Until now Washington was reluctant to apologise over the November 26, 2011 air strike on Pakistani border posts in the Salala area of Mohmand Agency that killed two dozen troops. It has ‘regretted’ the incident, though.
“The apology may come from the highest level and will be offered during or soon after the joint session of Parliament, which is scheduled to open a debate today on new terms of engagement (with the US),” a senior leader in the PPP-led ruling coalition told The Express Tribune.
The senior leader attended recent consultations between the country’s civilian and military leadership to finalise a strategy for the much-anticipated session of Parliament.
He said that the US has conveyed to Pakistan’s government that it was willing to offer a formal apology over the Nato air raid. “And it will come from the highest level,” he added.
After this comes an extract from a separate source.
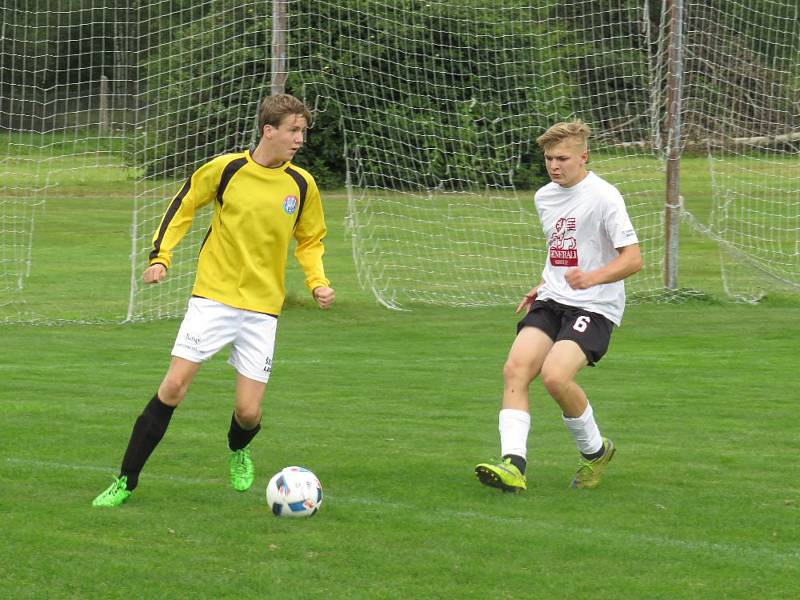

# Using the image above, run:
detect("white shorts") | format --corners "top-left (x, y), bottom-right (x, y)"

Another official said that the government considered a formal US apology important for pacifying growing anger within the rank and file of the army in particular and the public in general.
“The US step may be symbolic but the government needs [an apology] to save its face, so it can get on with business as usual,” the official told The Express Tribune.
He said the administration of President Barack Obama appears to have now understood Pakistan’s position and accepted the fact that “gone are the days when they only dealt with certain individuals”.
Last month, The New York Times reported that the US planned to move past the deadly air strike in Pakistan and reboot diplomatic relations, but the plan was stymied by riots in Afghanistan set off by the burning of copies of the holy Quran at a Nato base.
Under a carefully coordinated plan, the military had planned for Chairman Joint Chiefs of Staff General Martin E Dempsey to make a formal apology via telephone to Army chief Gen Ashfaq Parvez Kayani.
But the move was apparently delayed at the request of the Pakistani government, which wanted the American apology to coincide with the joint sitting of Parliament.
Published in The Express Tribune, March 20th, 2012.